Pain  & HIV
Opioids


Background Information

Opioids are the major class of analgesics used in the management of moderate to severe pain because of their effectiveness, ease of titration, and favorable risk-to-benefit ratio. Opioids produce analgesia by binding to specific receptors both within and outside the CNS.438; 197 Opioid analgesics are classified as full agonists, partial agonists, or mixed agonist-antagonists, depending on the specific receptors to which they bind and their intrinsic activity at that receptor.

Commonly used full agonists include morphine, hydromorphone, codeine, oxycodone, hydrocodone, methadone, levorphanol, and fentanyl. These opioids are classified as full agonists because they do not have a ceiling to their analgesic efficacy and will not reverse or antagonize the effects of other opioids within this class given simultaneously. Side effects include constipation, nausea, urinary retention, confusion, sedation, and respiratory depression.

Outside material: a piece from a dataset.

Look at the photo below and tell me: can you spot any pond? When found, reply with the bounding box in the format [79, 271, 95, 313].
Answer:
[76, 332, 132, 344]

Buprenorphine is a partial agonist. It has a relatively low intrinsic efficacy at the opioid receptor in comparison to full opioid agonists and displays a ceiling effect to analgesia.

Mixed agonist-antagonists in clinical use include pentazocine, butorphanol tartrate, dezocine, and nalbuphine hydrochloride. These drugs have an analgesic ceiling. In contrast to full agonists, these drugs block opioid analgesia at one type of opioid receptor (mu) or are neutral at this receptor while simultaneously activating a different opioid receptor (kappa). Patients receiving full opioid agonists should not be given a mixed agonist-antagonist because doing so may precipitate a withdrawal syndrome and increase pain.

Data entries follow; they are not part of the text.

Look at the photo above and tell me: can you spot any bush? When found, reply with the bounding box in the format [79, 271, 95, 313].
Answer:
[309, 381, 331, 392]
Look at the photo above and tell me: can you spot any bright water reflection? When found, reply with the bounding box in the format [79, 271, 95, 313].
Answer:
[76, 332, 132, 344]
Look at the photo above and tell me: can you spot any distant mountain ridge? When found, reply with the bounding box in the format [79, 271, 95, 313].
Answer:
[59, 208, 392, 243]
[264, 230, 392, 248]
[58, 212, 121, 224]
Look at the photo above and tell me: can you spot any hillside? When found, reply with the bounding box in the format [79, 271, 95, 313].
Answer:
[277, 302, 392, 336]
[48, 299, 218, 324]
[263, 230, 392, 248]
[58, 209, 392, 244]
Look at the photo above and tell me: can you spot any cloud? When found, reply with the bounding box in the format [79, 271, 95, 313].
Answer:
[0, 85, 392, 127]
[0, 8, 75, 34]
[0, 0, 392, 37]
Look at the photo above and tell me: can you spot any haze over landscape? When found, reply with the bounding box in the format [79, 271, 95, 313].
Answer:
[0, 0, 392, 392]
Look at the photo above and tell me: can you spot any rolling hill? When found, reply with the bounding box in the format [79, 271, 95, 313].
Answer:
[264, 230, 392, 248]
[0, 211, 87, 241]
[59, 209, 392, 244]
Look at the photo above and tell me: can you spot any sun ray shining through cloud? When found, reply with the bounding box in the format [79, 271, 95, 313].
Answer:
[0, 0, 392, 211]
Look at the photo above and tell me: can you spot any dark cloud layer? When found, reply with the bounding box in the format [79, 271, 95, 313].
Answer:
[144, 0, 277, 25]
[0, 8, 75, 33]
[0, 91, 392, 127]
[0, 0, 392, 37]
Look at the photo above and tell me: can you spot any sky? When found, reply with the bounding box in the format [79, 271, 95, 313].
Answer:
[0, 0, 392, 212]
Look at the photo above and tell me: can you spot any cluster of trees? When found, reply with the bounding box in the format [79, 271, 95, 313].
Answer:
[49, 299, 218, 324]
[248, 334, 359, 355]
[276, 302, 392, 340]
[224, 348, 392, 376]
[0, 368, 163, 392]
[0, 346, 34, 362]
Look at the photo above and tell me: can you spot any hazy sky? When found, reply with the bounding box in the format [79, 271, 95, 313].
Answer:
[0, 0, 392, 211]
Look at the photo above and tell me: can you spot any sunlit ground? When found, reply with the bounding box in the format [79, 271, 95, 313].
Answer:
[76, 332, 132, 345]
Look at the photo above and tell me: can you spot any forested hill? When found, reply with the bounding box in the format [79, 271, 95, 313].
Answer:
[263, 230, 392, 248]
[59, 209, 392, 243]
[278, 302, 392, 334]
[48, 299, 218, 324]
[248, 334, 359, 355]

Morphine is the most commonly used opioid for moderate to severe pain because of its availability in a wide variety of dosage forms, its well-characterized pharmacokinetics and pharmacodynamics, and its relatively low cost.

Meperidine may be useful for brief courses (e.g., a few days) to treat acute pain and to manage rigors (shivering) induced by medication, but it generally should be avoided in patients with cancer because of its short duration of action (2.5 to 3.5 hours) and its toxic metabolise, normeperidine. This metabolize accumulates, particularly when renal function is impaired, and causes CNS stimulation, which may lead to dysphoria, agitation, and seizures.242 Therefore, meperidine should not be used if continued opioid use is anticipated.

Equianalgesic doses of commonly used opioids and starting doses for those drugs are listed in Table 10 and Table 11.